入社してからずっと同期として並んで走ってきて、気づけば今では同じプロジェクトの“部下”として彼を支える立場になっている。

だから――少なくとも「仕事の範囲」での直也の姿なら、全部知っているつもりだった。


……でも。


「I wanna be a pop star〜君をもっと〜夢中にさせてあげるからね〜♪」


振り付け付きで堂々と歌い踊る直也の姿を目の前にして、私は完全に言葉を失った。

だって――こんなの、私が知ってる直也じゃない。


(……嘘でしょ。何なの、この人)


同期会でも二次会のカラオケなんて一度も付き合わなかったくせに。

「明日早いから」とか「ちょっと用事があるから」って、さっさと帰ってしまうタイプだった。
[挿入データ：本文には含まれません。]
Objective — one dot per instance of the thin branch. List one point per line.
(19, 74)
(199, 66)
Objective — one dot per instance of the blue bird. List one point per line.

だから彼が“歌って踊る”なんて、想像すらしてこなかったのに。


それなのに――今はどう?

ステージの上で、照れもなく完璧な振り付けで踊りながら、昭和臭オヤジたちの心をがっちり掴んでる。

それだけじゃない。亜紀さんに向かって指差して、次は私に向かって、そして最後にはお店の女の子まで巻き込んで――全員を沸かせている。


……正直、ショックだった。

だって私は“直也の一番近くにいる存在”のはずだったから。

それが今、私の知らない顔を、堂々と他人に見せている。


胸の奥がざわつく。

惹かれてしまう気持ちと、悔しい気持ちがないまぜになって――もう整理できない。


「君だけに〜♪」


……その視線が、ほんの一瞬でも他の女の子に向かうたびに、心の奥がチクリと痛んだ。


(……何なのよ、直也。私の知らない顔を、どうしてこんなところで見せるのよ)


呆れも、驚きも、嫉妬も、全部ごちゃ混ぜになったモヤモヤが胸の中で渦を巻いていた。


私はタンバリンを叩きながら――笑顔のふりをして、必死で自分の感情を押し隠すしかなかった。